Wells Fargo (WFC). Bull: the standout advisory share-gainer, deal value roughly doubling from $150B to $274B (Market Maker), a real fee tailwind with the asset cap behind it. Bear: off a low base, and IB is lumpy. Next catalyst: Q2 earnings.
Citigroup (C). Bull: Fast Money's traders keep it on the list; Adami noted the "$150 stock… basically has traded there", the re-rating case is intact (Fast Money). Bear: no company-specific capital or NIM tape this week; still show-me on returns. Next catalyst: Q2 earnings.
Read-throughs
- Super-regionals (USB, PNC, TFC): No direct tape. PNC surfaced only in passing as a bank "coming back" into CRE lending (The CRE Weekly Digest by LightBox). Read the megas' Q2 deposit-cost and NII commentary across to this trio.

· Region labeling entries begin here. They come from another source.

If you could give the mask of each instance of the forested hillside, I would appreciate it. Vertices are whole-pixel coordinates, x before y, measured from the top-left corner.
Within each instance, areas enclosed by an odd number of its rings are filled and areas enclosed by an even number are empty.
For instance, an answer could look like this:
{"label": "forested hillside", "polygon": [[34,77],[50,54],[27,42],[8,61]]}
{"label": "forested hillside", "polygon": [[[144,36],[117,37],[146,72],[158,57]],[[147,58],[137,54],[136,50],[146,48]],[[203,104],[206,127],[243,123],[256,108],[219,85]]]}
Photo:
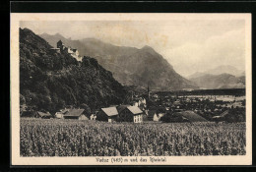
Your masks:
{"label": "forested hillside", "polygon": [[93,110],[125,101],[126,89],[96,59],[78,62],[50,48],[32,30],[20,29],[21,105],[54,112],[68,105]]}

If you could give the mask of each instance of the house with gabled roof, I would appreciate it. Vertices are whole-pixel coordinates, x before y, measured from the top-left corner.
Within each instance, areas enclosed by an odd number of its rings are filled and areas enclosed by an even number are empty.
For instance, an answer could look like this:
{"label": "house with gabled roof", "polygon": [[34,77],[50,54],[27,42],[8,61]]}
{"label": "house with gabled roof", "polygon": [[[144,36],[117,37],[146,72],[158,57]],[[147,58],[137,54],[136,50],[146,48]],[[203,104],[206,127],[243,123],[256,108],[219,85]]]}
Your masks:
{"label": "house with gabled roof", "polygon": [[[63,119],[78,119],[78,120],[88,120],[88,117],[84,114],[85,109],[65,109],[61,111],[61,115],[58,113],[57,115],[60,115],[60,118]],[[56,114],[55,114],[56,115]],[[56,115],[56,117],[57,117]]]}
{"label": "house with gabled roof", "polygon": [[119,112],[118,117],[120,122],[142,123],[143,111],[137,106],[127,106]]}
{"label": "house with gabled roof", "polygon": [[118,116],[118,111],[115,106],[105,107],[105,108],[101,108],[99,112],[96,114],[96,120],[113,122],[116,121],[117,116]]}
{"label": "house with gabled roof", "polygon": [[44,118],[44,119],[49,119],[52,118],[51,114],[49,112],[36,112],[36,117],[38,118]]}

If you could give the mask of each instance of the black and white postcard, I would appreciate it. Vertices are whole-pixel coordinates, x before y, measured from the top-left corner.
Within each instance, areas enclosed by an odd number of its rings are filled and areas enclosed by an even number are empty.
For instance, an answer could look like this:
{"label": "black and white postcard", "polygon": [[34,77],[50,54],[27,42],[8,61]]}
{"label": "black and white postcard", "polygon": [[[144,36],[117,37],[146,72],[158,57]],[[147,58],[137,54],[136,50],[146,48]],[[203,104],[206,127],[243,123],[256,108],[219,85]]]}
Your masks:
{"label": "black and white postcard", "polygon": [[251,15],[12,13],[12,165],[250,165]]}

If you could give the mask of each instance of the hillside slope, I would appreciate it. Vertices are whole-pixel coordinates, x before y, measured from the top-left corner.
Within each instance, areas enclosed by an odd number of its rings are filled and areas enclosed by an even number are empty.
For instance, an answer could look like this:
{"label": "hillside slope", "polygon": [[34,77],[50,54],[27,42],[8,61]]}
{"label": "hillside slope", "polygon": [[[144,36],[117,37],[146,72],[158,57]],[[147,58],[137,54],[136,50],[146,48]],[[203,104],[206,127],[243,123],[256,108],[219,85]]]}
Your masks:
{"label": "hillside slope", "polygon": [[202,88],[243,88],[245,87],[245,78],[235,77],[230,74],[210,75],[190,79]]}
{"label": "hillside slope", "polygon": [[[152,89],[172,90],[197,88],[198,86],[179,74],[161,55],[153,48],[115,46],[95,38],[81,40],[66,39],[60,34],[42,34],[55,45],[61,39],[67,46],[77,48],[81,55],[96,58],[102,67],[113,73],[113,77],[123,85],[136,85]],[[78,43],[79,42],[79,43]]]}
{"label": "hillside slope", "polygon": [[51,47],[32,30],[20,29],[21,104],[54,112],[67,105],[97,109],[124,101],[127,91],[96,59],[78,62]]}

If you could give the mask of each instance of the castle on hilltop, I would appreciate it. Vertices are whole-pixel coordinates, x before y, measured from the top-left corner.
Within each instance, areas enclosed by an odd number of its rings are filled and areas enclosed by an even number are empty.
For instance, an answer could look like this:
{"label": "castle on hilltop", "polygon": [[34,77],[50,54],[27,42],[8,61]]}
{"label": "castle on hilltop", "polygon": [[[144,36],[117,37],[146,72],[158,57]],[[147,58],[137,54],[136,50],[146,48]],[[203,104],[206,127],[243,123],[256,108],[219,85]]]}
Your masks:
{"label": "castle on hilltop", "polygon": [[72,57],[77,59],[77,61],[82,61],[82,57],[79,55],[78,50],[71,47],[66,47],[61,40],[57,42],[57,48],[53,49],[56,49],[60,53],[70,54]]}

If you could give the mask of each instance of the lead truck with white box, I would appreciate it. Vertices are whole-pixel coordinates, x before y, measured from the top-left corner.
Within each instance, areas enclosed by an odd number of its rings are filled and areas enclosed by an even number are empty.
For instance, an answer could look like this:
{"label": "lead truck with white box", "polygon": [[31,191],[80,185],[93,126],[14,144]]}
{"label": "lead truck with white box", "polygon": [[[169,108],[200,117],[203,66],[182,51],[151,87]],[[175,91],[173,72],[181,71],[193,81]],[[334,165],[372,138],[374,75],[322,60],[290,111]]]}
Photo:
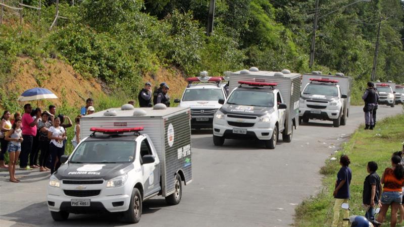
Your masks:
{"label": "lead truck with white box", "polygon": [[292,140],[298,126],[300,74],[260,71],[256,67],[231,73],[231,93],[213,120],[213,142],[226,139],[258,139],[275,148],[279,134]]}
{"label": "lead truck with white box", "polygon": [[82,117],[83,139],[51,176],[47,204],[55,220],[70,213],[140,219],[142,202],[156,195],[181,201],[192,180],[189,108],[125,104]]}
{"label": "lead truck with white box", "polygon": [[299,123],[309,119],[331,121],[334,127],[345,125],[349,115],[352,78],[338,73],[304,74]]}

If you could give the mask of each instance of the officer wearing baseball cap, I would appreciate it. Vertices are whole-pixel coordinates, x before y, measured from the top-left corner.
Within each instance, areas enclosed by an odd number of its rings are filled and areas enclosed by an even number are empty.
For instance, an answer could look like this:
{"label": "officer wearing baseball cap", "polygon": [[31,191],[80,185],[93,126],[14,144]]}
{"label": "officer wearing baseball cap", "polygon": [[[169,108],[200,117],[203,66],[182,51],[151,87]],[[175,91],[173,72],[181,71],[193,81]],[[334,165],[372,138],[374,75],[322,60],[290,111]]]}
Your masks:
{"label": "officer wearing baseball cap", "polygon": [[139,99],[139,105],[140,107],[151,107],[152,104],[152,84],[146,82],[143,88],[137,96]]}
{"label": "officer wearing baseball cap", "polygon": [[166,82],[163,82],[160,84],[160,87],[159,88],[155,89],[155,92],[153,93],[153,104],[155,105],[157,103],[157,96],[159,96],[159,94],[161,93],[163,86],[166,84],[167,83],[166,83]]}
{"label": "officer wearing baseball cap", "polygon": [[165,84],[162,87],[161,92],[157,96],[157,103],[163,103],[170,107],[170,96],[167,93],[170,87]]}

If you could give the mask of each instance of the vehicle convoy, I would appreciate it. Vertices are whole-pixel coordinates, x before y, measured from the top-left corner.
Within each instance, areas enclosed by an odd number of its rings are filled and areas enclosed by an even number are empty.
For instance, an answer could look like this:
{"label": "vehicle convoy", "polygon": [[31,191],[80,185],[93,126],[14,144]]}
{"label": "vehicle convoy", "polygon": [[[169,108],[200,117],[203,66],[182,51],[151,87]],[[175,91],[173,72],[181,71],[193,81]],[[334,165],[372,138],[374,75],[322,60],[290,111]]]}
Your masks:
{"label": "vehicle convoy", "polygon": [[192,180],[189,108],[125,104],[82,117],[83,139],[50,176],[47,204],[53,219],[70,213],[111,212],[140,219],[142,201],[156,195],[181,199]]}
{"label": "vehicle convoy", "polygon": [[404,104],[404,85],[395,85],[395,104]]}
{"label": "vehicle convoy", "polygon": [[349,116],[352,78],[342,73],[320,73],[303,75],[299,124],[317,119],[332,121],[334,127],[345,125]]}
{"label": "vehicle convoy", "polygon": [[379,92],[378,103],[386,104],[393,107],[395,104],[395,84],[394,83],[376,83],[375,84]]}
{"label": "vehicle convoy", "polygon": [[208,76],[201,72],[200,76],[187,79],[188,86],[181,99],[175,99],[179,106],[191,108],[191,127],[192,129],[211,129],[215,112],[222,106],[219,99],[226,99],[227,94],[222,84],[222,77]]}
{"label": "vehicle convoy", "polygon": [[279,133],[290,142],[298,126],[300,74],[261,71],[256,67],[232,73],[230,94],[215,114],[213,142],[226,139],[258,139],[274,149]]}

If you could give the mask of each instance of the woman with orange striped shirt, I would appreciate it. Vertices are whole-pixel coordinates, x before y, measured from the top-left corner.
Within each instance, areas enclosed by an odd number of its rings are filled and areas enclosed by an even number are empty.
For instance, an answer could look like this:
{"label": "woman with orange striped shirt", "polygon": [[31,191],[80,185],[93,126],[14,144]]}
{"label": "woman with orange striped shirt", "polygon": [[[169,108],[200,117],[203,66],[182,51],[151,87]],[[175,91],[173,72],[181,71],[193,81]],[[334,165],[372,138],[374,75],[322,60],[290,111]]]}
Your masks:
{"label": "woman with orange striped shirt", "polygon": [[388,207],[391,205],[390,227],[395,226],[397,222],[397,211],[402,200],[402,188],[404,186],[404,167],[400,164],[400,156],[393,155],[391,157],[391,167],[386,168],[381,181],[384,186],[380,201],[382,206],[380,208],[380,213],[377,217],[377,221],[383,222]]}

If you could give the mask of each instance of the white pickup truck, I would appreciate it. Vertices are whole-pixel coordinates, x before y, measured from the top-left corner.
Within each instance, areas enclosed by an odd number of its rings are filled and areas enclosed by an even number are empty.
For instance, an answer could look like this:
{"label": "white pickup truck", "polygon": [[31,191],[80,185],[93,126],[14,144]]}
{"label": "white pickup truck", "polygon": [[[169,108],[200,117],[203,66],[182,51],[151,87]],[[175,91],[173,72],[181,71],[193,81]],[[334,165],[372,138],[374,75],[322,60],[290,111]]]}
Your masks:
{"label": "white pickup truck", "polygon": [[84,139],[49,179],[54,220],[111,212],[136,223],[143,201],[161,195],[180,202],[182,182],[192,180],[189,109],[162,105],[126,104],[81,118]]}
{"label": "white pickup truck", "polygon": [[300,98],[299,123],[309,119],[331,121],[334,127],[345,125],[349,114],[351,77],[341,73],[304,74]]}
{"label": "white pickup truck", "polygon": [[274,149],[279,133],[290,142],[297,128],[300,75],[260,71],[255,67],[232,73],[232,90],[213,120],[213,142],[221,146],[226,139],[263,140]]}

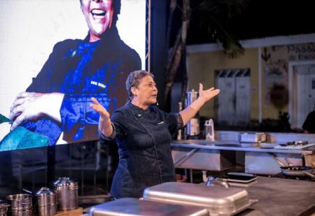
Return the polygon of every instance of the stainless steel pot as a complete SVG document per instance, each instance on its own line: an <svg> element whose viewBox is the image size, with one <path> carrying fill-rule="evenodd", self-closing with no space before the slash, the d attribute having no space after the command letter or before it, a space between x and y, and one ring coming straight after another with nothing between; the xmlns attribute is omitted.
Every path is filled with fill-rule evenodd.
<svg viewBox="0 0 315 216"><path fill-rule="evenodd" d="M314 168L307 166L291 166L290 164L288 164L288 166L286 166L276 157L274 153L268 153L281 166L280 166L280 169L281 170L281 173L284 175L298 177L308 175L315 178L315 175L312 173L314 171Z"/></svg>
<svg viewBox="0 0 315 216"><path fill-rule="evenodd" d="M31 211L33 208L31 195L24 194L13 194L8 195L6 199L10 204L10 210L11 213Z"/></svg>
<svg viewBox="0 0 315 216"><path fill-rule="evenodd" d="M42 187L35 194L40 216L50 216L57 213L58 208L56 192L48 187Z"/></svg>
<svg viewBox="0 0 315 216"><path fill-rule="evenodd" d="M6 200L0 199L0 216L6 215L10 205Z"/></svg>
<svg viewBox="0 0 315 216"><path fill-rule="evenodd" d="M78 208L78 183L70 178L62 177L52 182L57 192L58 210L69 210Z"/></svg>

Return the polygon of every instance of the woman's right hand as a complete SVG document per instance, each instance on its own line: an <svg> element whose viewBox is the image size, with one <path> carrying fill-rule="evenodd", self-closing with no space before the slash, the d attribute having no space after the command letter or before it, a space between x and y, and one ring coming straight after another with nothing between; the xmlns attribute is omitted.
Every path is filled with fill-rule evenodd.
<svg viewBox="0 0 315 216"><path fill-rule="evenodd" d="M92 97L91 100L94 103L90 103L90 106L99 114L99 131L106 137L111 136L113 134L113 129L111 125L109 113L95 98Z"/></svg>
<svg viewBox="0 0 315 216"><path fill-rule="evenodd" d="M91 100L94 102L94 103L90 103L90 106L97 113L99 113L99 115L104 119L109 119L111 115L108 112L107 112L106 109L101 104L99 101L94 98L92 97Z"/></svg>

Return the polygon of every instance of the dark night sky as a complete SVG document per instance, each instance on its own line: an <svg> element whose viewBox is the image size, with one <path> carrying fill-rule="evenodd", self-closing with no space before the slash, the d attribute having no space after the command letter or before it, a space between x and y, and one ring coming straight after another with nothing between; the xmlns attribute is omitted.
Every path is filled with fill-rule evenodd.
<svg viewBox="0 0 315 216"><path fill-rule="evenodd" d="M196 3L200 0L191 1ZM195 3L194 3L195 2ZM315 33L315 7L312 0L248 0L239 16L226 21L230 32L241 40ZM187 43L213 43L192 11Z"/></svg>

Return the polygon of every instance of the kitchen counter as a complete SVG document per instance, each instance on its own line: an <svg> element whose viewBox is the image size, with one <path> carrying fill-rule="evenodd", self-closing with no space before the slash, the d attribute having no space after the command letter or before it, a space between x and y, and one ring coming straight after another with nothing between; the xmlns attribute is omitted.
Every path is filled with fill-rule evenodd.
<svg viewBox="0 0 315 216"><path fill-rule="evenodd" d="M246 189L251 199L258 201L237 215L301 215L315 214L315 182L258 176ZM302 215L312 215L312 213Z"/></svg>
<svg viewBox="0 0 315 216"><path fill-rule="evenodd" d="M262 143L265 145L266 143ZM232 141L209 141L206 140L181 140L173 141L172 147L188 148L200 148L218 150L233 150L242 152L259 152L274 153L292 153L302 154L313 154L315 145L304 149L276 149L273 147L261 147L259 143L239 143Z"/></svg>
<svg viewBox="0 0 315 216"><path fill-rule="evenodd" d="M174 166L180 168L223 171L244 163L246 173L275 175L281 172L281 166L289 164L314 167L315 145L300 149L274 148L277 143L181 140L173 141L171 145ZM282 161L281 165L278 161Z"/></svg>

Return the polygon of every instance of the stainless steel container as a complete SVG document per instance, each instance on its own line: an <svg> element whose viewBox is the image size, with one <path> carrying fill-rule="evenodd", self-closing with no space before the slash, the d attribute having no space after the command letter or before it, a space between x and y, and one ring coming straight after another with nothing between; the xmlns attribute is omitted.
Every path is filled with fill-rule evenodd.
<svg viewBox="0 0 315 216"><path fill-rule="evenodd" d="M0 216L6 215L10 205L6 200L0 199Z"/></svg>
<svg viewBox="0 0 315 216"><path fill-rule="evenodd" d="M58 208L56 192L48 187L42 187L35 194L40 216L53 215Z"/></svg>
<svg viewBox="0 0 315 216"><path fill-rule="evenodd" d="M52 182L57 193L58 210L69 210L78 208L78 183L70 178L62 177Z"/></svg>
<svg viewBox="0 0 315 216"><path fill-rule="evenodd" d="M30 194L13 194L8 196L6 199L10 203L10 211L13 215L13 213L15 213L14 214L22 214L22 212L27 212L25 214L29 215L32 211L33 201Z"/></svg>
<svg viewBox="0 0 315 216"><path fill-rule="evenodd" d="M192 89L191 92L186 92L186 97L185 99L185 106L187 108L193 101L198 98L198 92ZM186 134L188 138L197 137L200 134L200 120L199 117L199 113L196 114L188 123L186 127Z"/></svg>
<svg viewBox="0 0 315 216"><path fill-rule="evenodd" d="M92 206L90 216L104 215L209 215L205 208L122 198Z"/></svg>
<svg viewBox="0 0 315 216"><path fill-rule="evenodd" d="M182 182L148 187L143 197L146 201L204 207L210 215L232 215L252 204L245 189Z"/></svg>

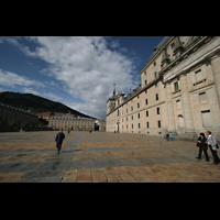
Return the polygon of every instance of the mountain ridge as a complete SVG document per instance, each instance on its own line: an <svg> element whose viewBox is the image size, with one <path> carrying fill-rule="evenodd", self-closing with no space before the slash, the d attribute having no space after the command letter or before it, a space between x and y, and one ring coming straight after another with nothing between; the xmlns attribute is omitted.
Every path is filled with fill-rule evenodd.
<svg viewBox="0 0 220 220"><path fill-rule="evenodd" d="M75 109L72 109L61 102L52 101L50 99L33 94L2 91L0 92L0 102L10 105L15 108L29 109L35 112L51 111L68 113L68 111L70 111L70 113L75 116L96 119Z"/></svg>

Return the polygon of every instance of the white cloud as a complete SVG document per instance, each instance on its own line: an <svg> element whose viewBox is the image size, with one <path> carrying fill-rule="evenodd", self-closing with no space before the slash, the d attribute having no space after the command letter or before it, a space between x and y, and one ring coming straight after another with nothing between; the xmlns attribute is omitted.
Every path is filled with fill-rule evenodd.
<svg viewBox="0 0 220 220"><path fill-rule="evenodd" d="M112 48L117 48L118 46L120 46L119 41L112 41L111 42L111 47Z"/></svg>
<svg viewBox="0 0 220 220"><path fill-rule="evenodd" d="M36 86L36 87L44 87L44 85L36 80L31 80L25 76L19 76L11 72L4 72L0 69L0 85L14 87L15 85L19 86Z"/></svg>
<svg viewBox="0 0 220 220"><path fill-rule="evenodd" d="M61 97L58 97L58 96L56 96L56 95L54 95L52 92L44 92L43 97L48 98L48 99L51 99L53 101L61 101L61 100L63 100L63 98L61 98Z"/></svg>
<svg viewBox="0 0 220 220"><path fill-rule="evenodd" d="M84 103L69 102L73 105L70 107L78 111L103 118L107 99L112 95L113 81L117 84L117 91L125 91L138 86L138 81L132 76L135 72L132 58L108 48L108 45L111 48L120 47L117 41L109 44L101 36L32 36L26 38L38 44L35 51L31 52L16 38L8 41L18 46L26 56L40 57L51 64L46 75L63 81L64 90L74 98L85 101ZM127 52L128 50L121 48L121 51ZM45 74L46 69L42 69L42 73Z"/></svg>
<svg viewBox="0 0 220 220"><path fill-rule="evenodd" d="M24 94L33 94L33 95L36 95L36 96L42 96L38 91L32 89L32 88L28 88L28 87L24 87L21 89Z"/></svg>

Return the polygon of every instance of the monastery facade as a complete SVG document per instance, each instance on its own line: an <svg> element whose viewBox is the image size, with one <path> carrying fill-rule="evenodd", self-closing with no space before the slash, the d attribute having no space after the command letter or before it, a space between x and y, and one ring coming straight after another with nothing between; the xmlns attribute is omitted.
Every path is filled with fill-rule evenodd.
<svg viewBox="0 0 220 220"><path fill-rule="evenodd" d="M141 84L107 101L107 132L220 136L220 36L165 36Z"/></svg>

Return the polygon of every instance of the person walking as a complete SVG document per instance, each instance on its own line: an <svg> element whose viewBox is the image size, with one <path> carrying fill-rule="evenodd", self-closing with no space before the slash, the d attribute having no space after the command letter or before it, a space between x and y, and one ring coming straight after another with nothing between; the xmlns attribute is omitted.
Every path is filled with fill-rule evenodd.
<svg viewBox="0 0 220 220"><path fill-rule="evenodd" d="M169 141L169 134L166 132L166 141Z"/></svg>
<svg viewBox="0 0 220 220"><path fill-rule="evenodd" d="M209 162L209 155L207 153L208 146L207 146L207 139L205 138L205 133L200 133L199 138L198 138L198 145L199 146L199 154L198 157L201 160L201 153L204 151L204 154L206 155L206 162Z"/></svg>
<svg viewBox="0 0 220 220"><path fill-rule="evenodd" d="M61 129L59 132L56 134L56 139L55 139L57 154L59 154L64 139L65 139L65 134L63 133L63 129Z"/></svg>
<svg viewBox="0 0 220 220"><path fill-rule="evenodd" d="M174 133L173 132L170 132L170 139L172 139L172 141L174 141Z"/></svg>
<svg viewBox="0 0 220 220"><path fill-rule="evenodd" d="M211 132L210 131L207 131L206 132L206 134L207 134L207 143L208 143L208 145L209 145L209 147L210 147L210 151L211 151L211 153L212 153L212 156L213 156L213 163L212 163L212 165L217 165L219 162L220 162L220 160L219 160L219 157L218 157L218 154L217 154L217 140L216 140L216 138L211 134Z"/></svg>

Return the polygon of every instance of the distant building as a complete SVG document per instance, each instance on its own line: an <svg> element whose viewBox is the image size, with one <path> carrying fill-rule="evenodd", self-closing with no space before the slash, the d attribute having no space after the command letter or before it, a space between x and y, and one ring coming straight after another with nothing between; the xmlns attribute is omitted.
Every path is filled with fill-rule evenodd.
<svg viewBox="0 0 220 220"><path fill-rule="evenodd" d="M37 116L38 118L45 119L46 121L48 121L50 118L51 118L47 113L36 113L36 116Z"/></svg>
<svg viewBox="0 0 220 220"><path fill-rule="evenodd" d="M98 125L98 127L97 127ZM106 131L106 121L90 118L75 118L74 116L52 117L48 127L73 131Z"/></svg>
<svg viewBox="0 0 220 220"><path fill-rule="evenodd" d="M108 132L220 135L220 36L166 36L140 74L128 96L114 88L108 99Z"/></svg>

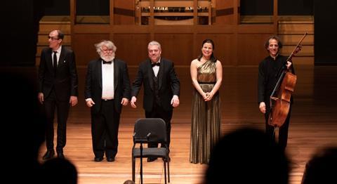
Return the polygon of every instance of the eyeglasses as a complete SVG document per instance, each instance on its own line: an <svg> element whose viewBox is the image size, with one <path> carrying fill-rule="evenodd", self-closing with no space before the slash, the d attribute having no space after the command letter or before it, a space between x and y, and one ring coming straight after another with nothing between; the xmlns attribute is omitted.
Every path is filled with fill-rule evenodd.
<svg viewBox="0 0 337 184"><path fill-rule="evenodd" d="M100 49L103 53L110 53L110 52L113 52L114 50L112 48L105 48L105 49Z"/></svg>
<svg viewBox="0 0 337 184"><path fill-rule="evenodd" d="M56 38L54 38L54 37L52 37L48 36L48 39L54 40L54 39L56 39Z"/></svg>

- Deposit competition: No fresh commentary, and no pundit warning of a deposit-price war on the way down. The silence is itself a tentative signal.
- Capital-markets fee tailwinds: The clearest positive read-through, record M&A/ECM pace, with AI issuers (SpaceX, Anthropic, OpenAI) locking in Goldman/JPM/Morgan Stanley mandates (Market Maker).
- CRE / consumer credit: New CRE lending is re-accelerating and disciplined, but office workouts still grind through special servicing in the background (The TreppWire Podcast), a slow thaw, not an all-clear.